X being 2 times how far before tdc the stop stops the piston.




You are not challenging me, don't worry about asking questions that's how we learn. 4 stroke theory has squat to do with finding tdc until you want to find tdc compression for valve lashing or setting a mag or distributor up. I have to find tdc on huge 2 strokes and double-acting reciprocating gas compressors every day, and bdc more often than tdc. Hell on big compressors it is sometimes common practice to stick an allen wrench between the piston and head, bar it until you can't, mark it and backup and pull the wrench, go thru tdc, stick the allen back in and reverse until you can't, mark it. Take a piece of paper and lay it beside your 2 marks. Make marks on the paper corresponding to the marks you just made, fold the paper in half and that's how far it is from either mark to true tdc. This is a deal I like to have the covers off a bigass machine when I teach it to my guys because it makes it easy to see how far the crank rotates without piston movement. I use an indicator most frquently, just find max travel then make marks at .025(or .050) each side of max travel but be careful to have the piston rising in the bore or else you'll read some bearing and pin slop on the downstroke and get a little error.

adpostel
Mar 30th, 09, 10:35 AM
OK, so since last crank, I figured out some things, I think.

First of all, I changed the oil filter, not the oil, to see if the filter was clogged at all. I was immediately freaked out when I saw the black metal powder looking stuff on the filter. It wasn't flakes, just made the oil look really dirty, and when you ran your finger across it, you could tell it was metal particles. But I have read that with most internal engine work, you will get a fair amount of debris during the first few cranks and oil changes. Once I changed the oil filter, I cranked it again, and the oil pressure went back up to 65-70 psi. It eventually got low again, so I'll just keep changing the filter until I get most of the junk out and then do a nice clean oil change, and do the same until I get it really clean in there.

Second, I installed the new Sears Die Hard Gold Truck/SUV series battery and was still having trouble cranking, so I took a good look at the dizzy position and noticed it would only crank if I turned it completey counter clockwise until the vacuum advance would hit the intake, so I figured I'd just move the plug wires over one position to the counter clockwise, so I could be able to get the timing right. This worked well, as now my number one plug wire is pointing almost directly to the #1 cylinder when the motor starts. I don't have a timing light, which wouldn't help me in this situation anyway, because I couldn't find the TDC with the piston stop, so I decided to go old school and just use the ear method. I found that there is an almost EXACT position where the motor will crank on a dime, that is it starts right up. If I move from that position for any reason, It doesn't want to crank once shut off. Are the BB's that tempermental on timing? And how imperative will it be that I eventually find the TDC?

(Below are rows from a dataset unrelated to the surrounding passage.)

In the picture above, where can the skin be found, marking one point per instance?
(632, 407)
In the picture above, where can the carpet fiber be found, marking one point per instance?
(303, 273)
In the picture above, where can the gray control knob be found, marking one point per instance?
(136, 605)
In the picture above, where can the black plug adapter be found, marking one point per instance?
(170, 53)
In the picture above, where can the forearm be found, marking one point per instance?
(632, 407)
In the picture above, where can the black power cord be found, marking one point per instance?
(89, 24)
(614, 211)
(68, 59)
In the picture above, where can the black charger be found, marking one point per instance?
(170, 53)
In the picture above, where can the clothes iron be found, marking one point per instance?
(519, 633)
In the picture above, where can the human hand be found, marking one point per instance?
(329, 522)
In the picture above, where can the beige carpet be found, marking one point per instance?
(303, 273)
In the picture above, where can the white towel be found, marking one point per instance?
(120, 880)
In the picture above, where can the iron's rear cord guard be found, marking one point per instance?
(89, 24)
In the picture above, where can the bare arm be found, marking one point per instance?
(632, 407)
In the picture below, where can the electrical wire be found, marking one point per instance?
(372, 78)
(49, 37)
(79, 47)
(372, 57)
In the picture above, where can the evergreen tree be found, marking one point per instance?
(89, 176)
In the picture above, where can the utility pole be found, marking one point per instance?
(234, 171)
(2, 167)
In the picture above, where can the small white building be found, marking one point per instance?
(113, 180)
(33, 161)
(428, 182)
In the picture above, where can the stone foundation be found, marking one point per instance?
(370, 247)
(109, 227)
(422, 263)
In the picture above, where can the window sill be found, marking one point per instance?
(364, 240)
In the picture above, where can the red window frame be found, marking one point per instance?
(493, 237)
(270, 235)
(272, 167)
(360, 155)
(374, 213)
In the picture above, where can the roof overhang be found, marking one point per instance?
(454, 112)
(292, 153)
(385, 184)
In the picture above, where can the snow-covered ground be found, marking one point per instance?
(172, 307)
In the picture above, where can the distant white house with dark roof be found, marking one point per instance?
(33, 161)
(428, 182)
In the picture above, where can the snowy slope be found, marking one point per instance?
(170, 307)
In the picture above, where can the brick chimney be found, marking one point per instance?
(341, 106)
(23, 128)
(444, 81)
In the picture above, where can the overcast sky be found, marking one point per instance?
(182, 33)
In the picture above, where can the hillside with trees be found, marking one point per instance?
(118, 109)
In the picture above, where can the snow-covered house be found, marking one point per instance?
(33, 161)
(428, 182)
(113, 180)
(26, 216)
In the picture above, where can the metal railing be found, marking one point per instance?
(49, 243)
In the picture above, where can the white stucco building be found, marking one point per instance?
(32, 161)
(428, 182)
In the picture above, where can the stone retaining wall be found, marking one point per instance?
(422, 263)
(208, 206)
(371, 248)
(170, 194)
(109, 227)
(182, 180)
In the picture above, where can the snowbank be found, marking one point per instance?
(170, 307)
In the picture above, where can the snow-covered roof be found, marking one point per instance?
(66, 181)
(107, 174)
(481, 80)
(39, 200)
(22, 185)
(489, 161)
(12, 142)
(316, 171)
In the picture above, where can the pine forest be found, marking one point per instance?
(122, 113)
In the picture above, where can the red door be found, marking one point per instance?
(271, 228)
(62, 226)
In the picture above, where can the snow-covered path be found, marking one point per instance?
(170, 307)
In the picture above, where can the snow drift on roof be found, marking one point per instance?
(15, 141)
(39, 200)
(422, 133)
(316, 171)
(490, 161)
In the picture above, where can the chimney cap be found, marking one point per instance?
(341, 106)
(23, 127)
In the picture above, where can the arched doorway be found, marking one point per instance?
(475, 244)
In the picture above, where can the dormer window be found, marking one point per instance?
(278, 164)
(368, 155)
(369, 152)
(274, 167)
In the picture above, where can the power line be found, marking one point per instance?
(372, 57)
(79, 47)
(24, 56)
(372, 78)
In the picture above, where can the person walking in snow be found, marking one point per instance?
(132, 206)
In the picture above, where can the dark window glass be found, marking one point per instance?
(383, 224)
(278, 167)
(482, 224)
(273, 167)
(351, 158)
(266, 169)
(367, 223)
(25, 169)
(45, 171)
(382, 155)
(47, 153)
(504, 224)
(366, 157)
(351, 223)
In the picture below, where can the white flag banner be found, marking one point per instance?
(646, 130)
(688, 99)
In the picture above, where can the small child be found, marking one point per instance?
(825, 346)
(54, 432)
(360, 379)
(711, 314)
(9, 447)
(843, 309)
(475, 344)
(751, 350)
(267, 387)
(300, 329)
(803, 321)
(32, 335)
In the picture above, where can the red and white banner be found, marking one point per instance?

I am waiting for it to cool down a little because I still am not getting any water flow through the t-stat or radiator, and no indication on the temp gauge. I am going to take the t-stat housing off, and add coolant to the block to make sure there are no air pockets, and see if that helps.

Any advice is always greatly appreciated.

pnugene
Mar 30th, 09, 10:32 PM
The piston stop is designed to be screwed into the cylinder BELOW TDC. When the crank is rotated clockwise until the piston touches the stop, read crankshaft degrees off your degree wheel. If you don't have a degree wheel, get one. When the crank is rotated the opposite direction until it touches the stop, read number of degrees again. The difference between the 2 readings divided by 2 is the number of degrees to TDC from your initial reading. Invest in a timing light and change the oil with the filter. Oil and filter cost don't compare to the cost of rebuilding the motor again. You may have a weak starter or corroded cable connections, the engine shouldn't be difficult to start unless your timing is way advanced.